On one hand, it is true to say that Arabica coffee is the world’s favorite coffee bean. Of the various different types of coffee beans available, the majority of beans grown worldwide are Arabica coffee.

When you consider the world consumes approximately 520 million liters of coffee each day, that’s quite a lot of coffee!

But when it comes to identifying gourmet coffee beans when you see them, it takes more than a quick glance to know what you are looking at.

Assessing coffee quality is more about freshness than anything else, along with the origins of the beans.

Assessing Unroasted Coffee Beans

Unroasted coffee beans - aka green coffee beans - have a fairly pale color, often yellowy-beige with a slight hint of green. If you come across unroasted coffee beans with dark brown or black spots, you could be looking at signs of mold growth, whereas if you see small black holes it could mean insect damaged beans.

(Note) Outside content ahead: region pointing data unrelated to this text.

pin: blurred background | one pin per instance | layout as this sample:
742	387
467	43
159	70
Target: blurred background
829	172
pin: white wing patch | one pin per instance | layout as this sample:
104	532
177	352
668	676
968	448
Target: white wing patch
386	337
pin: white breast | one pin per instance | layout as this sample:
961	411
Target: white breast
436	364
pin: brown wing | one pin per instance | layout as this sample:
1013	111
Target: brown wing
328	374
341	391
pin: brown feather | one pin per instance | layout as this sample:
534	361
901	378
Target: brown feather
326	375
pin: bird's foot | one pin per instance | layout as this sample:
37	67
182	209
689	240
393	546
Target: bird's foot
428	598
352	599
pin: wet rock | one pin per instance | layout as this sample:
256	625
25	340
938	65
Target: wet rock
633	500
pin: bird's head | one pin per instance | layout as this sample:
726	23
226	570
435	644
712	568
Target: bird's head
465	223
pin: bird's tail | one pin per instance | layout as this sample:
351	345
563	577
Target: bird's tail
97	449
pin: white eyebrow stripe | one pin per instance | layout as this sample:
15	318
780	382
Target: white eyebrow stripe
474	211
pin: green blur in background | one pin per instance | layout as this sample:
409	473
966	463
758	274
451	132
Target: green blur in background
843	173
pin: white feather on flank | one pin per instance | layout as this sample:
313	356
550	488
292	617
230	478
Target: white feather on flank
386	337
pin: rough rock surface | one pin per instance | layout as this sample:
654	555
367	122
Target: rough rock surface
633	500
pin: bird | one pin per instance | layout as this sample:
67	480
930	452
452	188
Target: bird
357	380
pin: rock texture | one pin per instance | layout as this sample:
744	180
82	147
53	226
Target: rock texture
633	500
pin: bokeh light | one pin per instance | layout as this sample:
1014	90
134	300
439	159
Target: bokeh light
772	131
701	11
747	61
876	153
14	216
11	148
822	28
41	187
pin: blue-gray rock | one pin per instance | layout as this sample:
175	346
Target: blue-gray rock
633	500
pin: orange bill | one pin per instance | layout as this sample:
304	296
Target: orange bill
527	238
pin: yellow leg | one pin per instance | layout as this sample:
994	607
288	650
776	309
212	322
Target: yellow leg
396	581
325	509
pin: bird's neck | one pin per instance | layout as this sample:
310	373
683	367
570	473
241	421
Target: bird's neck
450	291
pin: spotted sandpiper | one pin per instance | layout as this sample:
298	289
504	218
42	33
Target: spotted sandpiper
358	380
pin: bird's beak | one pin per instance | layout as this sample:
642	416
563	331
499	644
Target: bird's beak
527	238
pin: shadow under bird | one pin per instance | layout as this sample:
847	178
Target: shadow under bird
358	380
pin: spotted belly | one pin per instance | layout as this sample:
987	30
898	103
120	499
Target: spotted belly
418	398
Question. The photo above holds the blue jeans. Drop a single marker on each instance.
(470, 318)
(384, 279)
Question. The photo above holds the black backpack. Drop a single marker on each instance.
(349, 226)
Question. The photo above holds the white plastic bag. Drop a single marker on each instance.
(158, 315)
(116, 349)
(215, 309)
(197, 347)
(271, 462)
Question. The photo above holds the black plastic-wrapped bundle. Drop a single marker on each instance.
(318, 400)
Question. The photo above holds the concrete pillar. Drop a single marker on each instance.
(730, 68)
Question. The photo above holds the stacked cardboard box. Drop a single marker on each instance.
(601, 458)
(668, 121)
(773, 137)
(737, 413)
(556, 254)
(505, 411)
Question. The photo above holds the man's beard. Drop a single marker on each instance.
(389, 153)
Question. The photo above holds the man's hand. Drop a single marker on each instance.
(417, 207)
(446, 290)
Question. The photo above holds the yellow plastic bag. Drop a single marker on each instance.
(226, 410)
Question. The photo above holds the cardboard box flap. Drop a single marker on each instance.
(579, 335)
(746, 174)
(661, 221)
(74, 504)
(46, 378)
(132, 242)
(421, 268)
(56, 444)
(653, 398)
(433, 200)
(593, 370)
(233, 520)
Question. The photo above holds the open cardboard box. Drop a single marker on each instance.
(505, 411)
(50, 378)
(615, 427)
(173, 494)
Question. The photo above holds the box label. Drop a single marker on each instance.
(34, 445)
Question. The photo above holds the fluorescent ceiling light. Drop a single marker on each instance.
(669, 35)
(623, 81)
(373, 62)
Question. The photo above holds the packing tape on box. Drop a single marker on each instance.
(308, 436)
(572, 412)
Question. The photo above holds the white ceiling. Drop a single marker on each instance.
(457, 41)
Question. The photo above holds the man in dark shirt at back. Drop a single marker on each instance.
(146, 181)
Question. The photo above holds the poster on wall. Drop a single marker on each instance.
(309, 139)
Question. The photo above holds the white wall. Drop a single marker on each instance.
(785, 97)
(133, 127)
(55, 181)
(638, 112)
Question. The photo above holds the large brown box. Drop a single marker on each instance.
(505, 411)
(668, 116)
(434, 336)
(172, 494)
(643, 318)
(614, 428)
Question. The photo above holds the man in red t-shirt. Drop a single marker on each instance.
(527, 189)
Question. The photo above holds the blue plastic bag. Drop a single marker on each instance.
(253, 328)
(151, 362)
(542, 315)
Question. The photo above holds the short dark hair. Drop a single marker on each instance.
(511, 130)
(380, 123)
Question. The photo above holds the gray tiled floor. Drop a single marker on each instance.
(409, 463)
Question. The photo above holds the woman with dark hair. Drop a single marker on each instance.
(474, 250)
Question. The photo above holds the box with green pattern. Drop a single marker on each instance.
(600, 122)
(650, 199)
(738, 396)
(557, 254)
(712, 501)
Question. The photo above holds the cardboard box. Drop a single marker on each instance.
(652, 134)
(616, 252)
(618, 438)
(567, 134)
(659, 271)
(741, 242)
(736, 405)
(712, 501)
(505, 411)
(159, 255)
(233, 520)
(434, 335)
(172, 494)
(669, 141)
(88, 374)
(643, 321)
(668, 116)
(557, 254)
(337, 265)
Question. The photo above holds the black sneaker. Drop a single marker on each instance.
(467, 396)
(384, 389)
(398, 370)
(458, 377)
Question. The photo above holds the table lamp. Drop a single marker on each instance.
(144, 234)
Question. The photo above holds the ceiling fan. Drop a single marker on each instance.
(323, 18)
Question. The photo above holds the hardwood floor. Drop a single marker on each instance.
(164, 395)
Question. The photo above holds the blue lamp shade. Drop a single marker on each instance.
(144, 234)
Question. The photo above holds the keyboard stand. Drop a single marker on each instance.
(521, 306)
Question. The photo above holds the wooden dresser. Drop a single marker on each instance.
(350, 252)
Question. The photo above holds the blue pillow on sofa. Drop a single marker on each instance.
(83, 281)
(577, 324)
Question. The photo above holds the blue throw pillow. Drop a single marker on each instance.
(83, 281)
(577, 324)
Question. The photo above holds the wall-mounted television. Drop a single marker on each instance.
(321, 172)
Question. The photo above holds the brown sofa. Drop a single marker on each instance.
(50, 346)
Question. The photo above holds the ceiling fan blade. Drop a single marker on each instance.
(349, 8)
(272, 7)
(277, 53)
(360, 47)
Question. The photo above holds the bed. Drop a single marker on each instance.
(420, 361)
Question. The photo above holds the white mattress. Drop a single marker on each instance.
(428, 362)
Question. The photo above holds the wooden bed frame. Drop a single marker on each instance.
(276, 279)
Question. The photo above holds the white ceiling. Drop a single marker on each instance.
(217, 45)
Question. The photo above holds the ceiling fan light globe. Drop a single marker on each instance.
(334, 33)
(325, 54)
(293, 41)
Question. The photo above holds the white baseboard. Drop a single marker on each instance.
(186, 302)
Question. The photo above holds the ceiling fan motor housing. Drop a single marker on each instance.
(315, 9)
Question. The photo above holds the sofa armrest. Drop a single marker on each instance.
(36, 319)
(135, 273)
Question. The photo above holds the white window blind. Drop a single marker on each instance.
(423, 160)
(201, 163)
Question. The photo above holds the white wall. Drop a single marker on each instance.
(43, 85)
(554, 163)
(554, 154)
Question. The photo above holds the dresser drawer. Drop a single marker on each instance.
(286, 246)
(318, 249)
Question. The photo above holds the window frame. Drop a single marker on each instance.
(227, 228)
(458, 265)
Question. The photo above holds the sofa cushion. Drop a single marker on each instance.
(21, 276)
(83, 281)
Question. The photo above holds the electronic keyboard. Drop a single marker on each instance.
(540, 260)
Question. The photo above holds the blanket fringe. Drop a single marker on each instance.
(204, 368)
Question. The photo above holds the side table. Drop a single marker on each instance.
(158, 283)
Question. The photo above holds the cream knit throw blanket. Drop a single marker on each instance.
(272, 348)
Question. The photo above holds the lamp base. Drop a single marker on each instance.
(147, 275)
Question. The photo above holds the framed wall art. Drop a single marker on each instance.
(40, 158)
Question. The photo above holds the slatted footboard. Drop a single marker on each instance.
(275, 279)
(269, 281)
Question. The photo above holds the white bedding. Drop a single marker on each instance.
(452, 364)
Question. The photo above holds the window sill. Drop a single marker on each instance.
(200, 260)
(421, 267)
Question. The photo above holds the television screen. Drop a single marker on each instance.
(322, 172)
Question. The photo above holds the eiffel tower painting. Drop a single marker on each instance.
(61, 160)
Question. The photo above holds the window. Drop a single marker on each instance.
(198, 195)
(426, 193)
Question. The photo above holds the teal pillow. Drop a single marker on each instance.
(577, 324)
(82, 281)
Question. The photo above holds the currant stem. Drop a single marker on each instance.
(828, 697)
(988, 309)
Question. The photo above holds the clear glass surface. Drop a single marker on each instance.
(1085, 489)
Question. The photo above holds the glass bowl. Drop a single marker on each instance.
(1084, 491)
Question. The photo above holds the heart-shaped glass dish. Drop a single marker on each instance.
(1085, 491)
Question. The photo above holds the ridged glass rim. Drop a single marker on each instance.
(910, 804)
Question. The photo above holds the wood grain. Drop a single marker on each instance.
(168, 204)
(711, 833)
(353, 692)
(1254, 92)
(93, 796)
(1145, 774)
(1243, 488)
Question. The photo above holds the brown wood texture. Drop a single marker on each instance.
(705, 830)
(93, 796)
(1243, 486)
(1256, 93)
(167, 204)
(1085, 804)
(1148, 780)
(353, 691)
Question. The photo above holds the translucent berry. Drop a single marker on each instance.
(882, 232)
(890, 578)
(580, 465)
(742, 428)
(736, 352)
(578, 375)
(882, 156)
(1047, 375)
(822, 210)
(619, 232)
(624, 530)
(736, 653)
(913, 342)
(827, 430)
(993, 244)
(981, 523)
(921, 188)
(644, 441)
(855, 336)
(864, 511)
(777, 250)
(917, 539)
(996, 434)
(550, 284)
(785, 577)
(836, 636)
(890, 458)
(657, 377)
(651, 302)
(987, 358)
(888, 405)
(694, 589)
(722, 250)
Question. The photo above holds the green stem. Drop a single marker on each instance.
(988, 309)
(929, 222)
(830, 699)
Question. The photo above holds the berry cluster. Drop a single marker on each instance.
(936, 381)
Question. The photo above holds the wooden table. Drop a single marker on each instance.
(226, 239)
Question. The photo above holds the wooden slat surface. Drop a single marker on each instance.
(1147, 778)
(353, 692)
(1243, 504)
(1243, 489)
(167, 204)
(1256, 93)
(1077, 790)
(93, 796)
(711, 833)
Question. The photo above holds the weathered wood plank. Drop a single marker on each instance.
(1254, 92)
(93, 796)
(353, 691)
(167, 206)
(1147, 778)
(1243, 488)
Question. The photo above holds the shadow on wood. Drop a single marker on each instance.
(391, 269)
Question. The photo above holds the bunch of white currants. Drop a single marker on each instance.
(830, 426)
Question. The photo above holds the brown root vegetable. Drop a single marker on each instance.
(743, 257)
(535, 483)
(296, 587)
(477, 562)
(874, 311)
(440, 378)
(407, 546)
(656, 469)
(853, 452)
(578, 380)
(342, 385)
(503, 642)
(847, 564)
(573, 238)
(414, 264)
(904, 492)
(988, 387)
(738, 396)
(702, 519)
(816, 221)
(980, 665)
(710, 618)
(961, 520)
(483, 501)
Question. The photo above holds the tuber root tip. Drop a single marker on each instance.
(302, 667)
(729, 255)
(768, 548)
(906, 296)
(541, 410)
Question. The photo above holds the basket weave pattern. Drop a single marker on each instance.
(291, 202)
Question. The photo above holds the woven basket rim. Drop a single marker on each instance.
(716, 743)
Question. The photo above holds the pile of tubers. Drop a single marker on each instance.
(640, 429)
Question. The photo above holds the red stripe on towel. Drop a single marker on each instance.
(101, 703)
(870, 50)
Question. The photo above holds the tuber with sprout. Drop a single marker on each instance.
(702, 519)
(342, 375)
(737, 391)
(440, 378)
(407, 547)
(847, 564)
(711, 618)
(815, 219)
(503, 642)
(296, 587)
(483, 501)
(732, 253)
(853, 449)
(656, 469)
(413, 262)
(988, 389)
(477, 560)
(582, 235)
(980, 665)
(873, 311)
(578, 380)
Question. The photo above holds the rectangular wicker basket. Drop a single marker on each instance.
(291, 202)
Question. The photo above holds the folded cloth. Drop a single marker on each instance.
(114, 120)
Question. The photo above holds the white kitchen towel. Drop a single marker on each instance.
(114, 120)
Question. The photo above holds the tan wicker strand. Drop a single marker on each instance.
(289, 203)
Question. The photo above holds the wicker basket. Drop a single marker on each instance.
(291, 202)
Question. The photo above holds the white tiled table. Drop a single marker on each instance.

Either way, you will definitely not be looking at the kinds of coffee beans that produce gourmet results.

Roasted Coffee Beans

With roasted coffee beans, the appearance will vary significantly in accordance with the intensity of the roast. The longer the beans have been roasted, the darker they will be in color.

If the roasted coffee beans you are looking at are almost black and have a charred appearance, they certainly have been over-roasted, which will result in a burnt flavor in the cup.

A Question of Quality

It takes meticulous care and attention to detail to grow the highest quality coffee beans from scratch. Professionals who grade coffee for a living use a 100-point scale, which indicates the overall quality of any given batch of beans.

In order for something to qualify as specialty coffee - loosely called gourmet coffee - it needs to score at least 80 points. Unsurprisingly, the vast majority of beans do not come close to making the grade.

Everything coffee beans are exposed to from cultivation through to reaching the final cup will have an influence on their fragrance, flavor and quality. Today, single origin coffees and those from sustainable sources have become the products of choice for the conscientious consumer.

But even then, labels like these alone do not necessarily make for a quality cup.

You only know what real gourmet coffee is when you taste it, at which point the difference becomes crystal clear.